De grondslagen van de respectieve vorderingen en het verweer van [L] zullen hierna bij “De Beoordeling” worden besproken.

4.De beoordeling

4.1.
De verschillende vorderingen zullen hierna afzonderlijk worden beoordeeld.
Verdeling
4.2.
De eerste vraag is of de gemeenschap nog verdeeld moet worden. [L] stelt dat dat al gebeurd is door afwikkeling in 2018. Hij beroept zich daarvoor op een schriftelijke verklaring van [H] van 20 augustus 2018. Hierin deelt [H] het volgende mee:
“Naar aanleiding van het faillissement en de slotuitkering van € 5.047,45 d.d. 12 maart 2018 en het vonnis van 11 okt. 2017 (opmerking rechtbank: in de Belgische procedure) beschouw ik, [H], dat er verder geen waarde meer zit in de aandelen, onder nummer 51.100
Aangezien ik geen waarde toeken aan de mogelijke uitkomst van eventuele verdere procedures, en dat ik het emotioneel niet meer aankan, wil ik absoluut niet meer betrokken worden in de zaak België.

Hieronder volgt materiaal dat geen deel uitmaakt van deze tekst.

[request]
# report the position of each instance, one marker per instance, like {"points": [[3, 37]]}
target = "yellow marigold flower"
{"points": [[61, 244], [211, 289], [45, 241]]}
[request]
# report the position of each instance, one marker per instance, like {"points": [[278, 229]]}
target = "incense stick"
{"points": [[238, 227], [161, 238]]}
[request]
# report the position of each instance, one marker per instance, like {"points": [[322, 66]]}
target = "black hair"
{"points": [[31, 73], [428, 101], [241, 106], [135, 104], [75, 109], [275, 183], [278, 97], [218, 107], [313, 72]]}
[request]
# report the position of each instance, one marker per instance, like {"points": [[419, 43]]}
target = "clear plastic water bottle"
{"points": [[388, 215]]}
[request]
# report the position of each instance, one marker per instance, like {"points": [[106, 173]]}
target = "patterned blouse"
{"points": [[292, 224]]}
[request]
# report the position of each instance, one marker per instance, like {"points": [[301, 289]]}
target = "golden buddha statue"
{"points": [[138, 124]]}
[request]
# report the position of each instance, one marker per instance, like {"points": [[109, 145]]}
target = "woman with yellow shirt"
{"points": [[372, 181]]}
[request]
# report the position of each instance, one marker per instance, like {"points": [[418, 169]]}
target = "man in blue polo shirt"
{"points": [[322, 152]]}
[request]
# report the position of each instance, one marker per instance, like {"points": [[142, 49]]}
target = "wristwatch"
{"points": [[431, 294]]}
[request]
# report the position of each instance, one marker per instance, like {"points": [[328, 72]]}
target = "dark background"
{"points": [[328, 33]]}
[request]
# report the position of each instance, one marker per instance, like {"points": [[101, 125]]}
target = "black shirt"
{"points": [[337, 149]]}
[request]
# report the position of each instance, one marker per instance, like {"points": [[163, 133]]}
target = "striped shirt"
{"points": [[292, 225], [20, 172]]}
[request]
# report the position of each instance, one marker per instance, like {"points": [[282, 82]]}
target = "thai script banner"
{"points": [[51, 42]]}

In nieuwe kosten van de procedure en mogelijke opbrengst wil ik niet delen, deze zijn geheel voor [L]. (…)”
In de onderhavige procedure hebben partijen over en weer het nodige aangevoerd over de omstandigheden op dat moment en de betekenis van dit bericht. De vraag of dit als een afstand van het vorderingsrecht van [H] moet worden gezien, kan naar het oordeel van de rechtbank in het midden blijven in verband met het volgende.
4.3.
Bij brief van 7 december 2018 – dus na het in 4.2 vermelde emailbericht – van de toenmalige advocaat van [H], mr. Groot, is aan [L] een voorstel gedaan om tot verdeling van de gemeenschap te komen. Mr. Groot heeft daarin 15 baten (waaronder de vordering van € 400.000,- i.v.m. de Belgische kwestie) en 9 lasten van de gemeenschap opgesomd. Het voorstel eindigt als volgt:
“De schuldenlast is dermate zwaar voor cliënte dat zij zonder een saneringsregeling nooit meer schuldenvrij zal zijn. Zij zal zich ook aanmelden voor een saneringstraject. De schuldhulpverlener verlangt daarvoor dat de ‘verdeling van de gemeenschap van goederen’ heeft plaatsgevonden. Wat cliënte betreft is dat met bovenstaande beschrijving gebeurd.
Graag zou ik van u een schriftelijke bevestiging ontvangen dat met bovenstaande beschrijving de verdeling heeft plaatsgevonden. Indien ik binnen één maand na dagtekening van deze brief van u geen (andersluidend) bericht heb ontvangen, vertrouwt cliënte dat u akkoord bent met bovenstaande verdeling. Cliënte behoudt zich in alle opzichten het recht voor dat als in de praktijk blijkt dat de toerekening van de schulden anders verloopt dan hierboven uiteengezet en cliënte derhalve toch de helft van de schulden heeft moeten dragen, zij u kan aanspreken tot vergoeding aan haar van in ieder geval de helft ter zake van de schenkingen, de uitkering van de brandverzekering en de vordering van Achmea (Chevrolet).”
4.4.
Mr. Groot ontving vervolgens een bericht van [L] dat hij het “totaal niet eens” was met het voorstel dat was gedaan en dat hij zelf een advocaat in de arm zou nemen. Bij emailbericht van 27 februari 2019 deelde [L] aan mr. Groot mee dat een advocaat in Alkmaar zijn belangen verder zou behartigen.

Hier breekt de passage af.